Aldredge followed this signal victory with 85 Broadway performances as James Cameron in a revival of The Iceman Cometh and his first appearance in a musical, a revival of Where’s Charley? with Raul Julia, which brought Aldredge (as Mr. Spettigue) his second Tony® nomination. He played the only representative of European civilization in Tom O’Horgan’s bomb, The Leaf People, and followed that with a truly memorable performance as Will Somers, Henry VIII’s court jester, in Richard Rodgers’s and Sheldon Harnick’s musical Rex (1976). In 1978 he played the Archbishop of Rheims to Lynn Redgrave’s St. Joan, and the original (80-year-old) Norman Thayer, Jr. opposite Frances Sternhagen in On Golden Pond, winning a Drama Desk Award nomination.

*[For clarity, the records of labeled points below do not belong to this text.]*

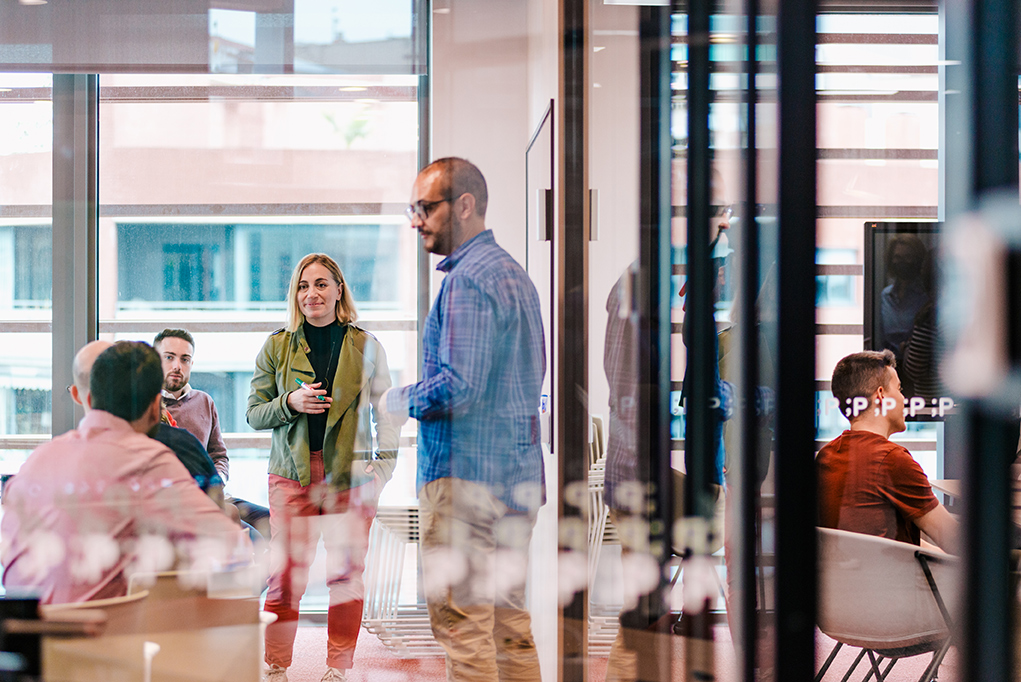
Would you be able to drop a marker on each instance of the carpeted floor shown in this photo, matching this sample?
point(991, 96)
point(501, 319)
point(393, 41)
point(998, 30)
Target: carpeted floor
point(373, 663)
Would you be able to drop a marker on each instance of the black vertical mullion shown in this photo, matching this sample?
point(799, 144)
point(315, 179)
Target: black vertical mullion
point(747, 489)
point(571, 275)
point(76, 213)
point(794, 471)
point(699, 328)
point(990, 432)
point(653, 315)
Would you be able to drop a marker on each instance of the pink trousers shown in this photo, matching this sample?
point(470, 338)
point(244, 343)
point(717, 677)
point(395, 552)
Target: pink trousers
point(298, 516)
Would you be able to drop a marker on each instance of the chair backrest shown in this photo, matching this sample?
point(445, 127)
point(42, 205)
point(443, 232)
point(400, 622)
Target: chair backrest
point(125, 615)
point(873, 592)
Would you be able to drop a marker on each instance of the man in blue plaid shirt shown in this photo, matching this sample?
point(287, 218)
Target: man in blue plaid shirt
point(480, 475)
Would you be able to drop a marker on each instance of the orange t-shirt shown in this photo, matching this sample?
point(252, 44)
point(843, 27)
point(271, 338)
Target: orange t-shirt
point(868, 484)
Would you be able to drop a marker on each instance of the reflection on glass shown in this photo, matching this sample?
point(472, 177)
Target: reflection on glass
point(26, 252)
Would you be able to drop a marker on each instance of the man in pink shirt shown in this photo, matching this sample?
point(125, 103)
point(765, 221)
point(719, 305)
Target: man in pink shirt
point(100, 502)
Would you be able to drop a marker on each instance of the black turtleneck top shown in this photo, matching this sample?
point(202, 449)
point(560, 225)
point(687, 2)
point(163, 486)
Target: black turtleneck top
point(324, 353)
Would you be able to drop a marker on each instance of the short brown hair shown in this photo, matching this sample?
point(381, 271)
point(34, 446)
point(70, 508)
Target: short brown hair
point(175, 334)
point(345, 309)
point(859, 375)
point(458, 176)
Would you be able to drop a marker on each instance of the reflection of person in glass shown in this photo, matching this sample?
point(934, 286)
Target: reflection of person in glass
point(867, 483)
point(624, 493)
point(480, 459)
point(905, 295)
point(313, 385)
point(922, 351)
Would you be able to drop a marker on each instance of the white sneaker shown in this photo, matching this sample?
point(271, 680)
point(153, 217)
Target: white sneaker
point(275, 674)
point(335, 675)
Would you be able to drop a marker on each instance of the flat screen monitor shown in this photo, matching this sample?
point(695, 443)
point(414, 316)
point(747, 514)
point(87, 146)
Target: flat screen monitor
point(901, 280)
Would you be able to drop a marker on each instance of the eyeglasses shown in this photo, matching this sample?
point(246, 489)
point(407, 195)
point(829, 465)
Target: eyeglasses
point(422, 209)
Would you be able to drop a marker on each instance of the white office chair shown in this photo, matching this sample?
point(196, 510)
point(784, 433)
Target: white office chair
point(889, 598)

Aldredge had been appearing in movies since the early 1960s, and over the course of his career made 36 films, more or less, both features and short subjects. Most noteworthy were Ten Blocks on the Camino Real (as Baron de Charlus, 1966), What About Bob? (as Mr. Guttman, 1991), The Adventures of Huck Finn (as Dr. Robinson, 1993), and Cold Mountain (as a Blind Man, 2003). In addition to films for TV he made appearances on N.Y.P.D. (1969), Wide World of Mystery (1974), The Adams Chronicles (1976), and on The CBS Festival of Lively Arts for Young People, playing Shakespeare in the episode “Henry Winkler Meets William Shakespeare” (1978), and winning a Daytime Emmy Award. Other TV series included 2 episodes of Law & Order, (2000–2001), 23 episodes as Carmela’s father Hugh DeAngelis on The Sopranos (2000–2007), 11 episodes of Damages (2007–2009) and 3 episodes of Boardwalk Empire (2010).
Probably Tom Aldredge’s most famous role was that of the Narrator and The Mysterious Man (The Baker’s father) in Stephen Sondheim and James Lapine’s Broadway musical Into the Woods (1987). This production ran for nearly two years, won three Tony Awards® and five Drama Desk Awards, and was recreated in a film shown on PBS Great Performances in 1991. Aldredge also originated the role of Dr. Tambourri in the next original Sondheim/Lapine musical collaboration, Passion (1994). Passion won Tony Awards® for Best Musical, Best Book, Best Score, and Best Actress, and got six more nominations, including one for Aldredge for Best Featured Actor. From the Drama Desk the show received highest honors for its Book, Music and Lyrics, Orchestration, and leading actress.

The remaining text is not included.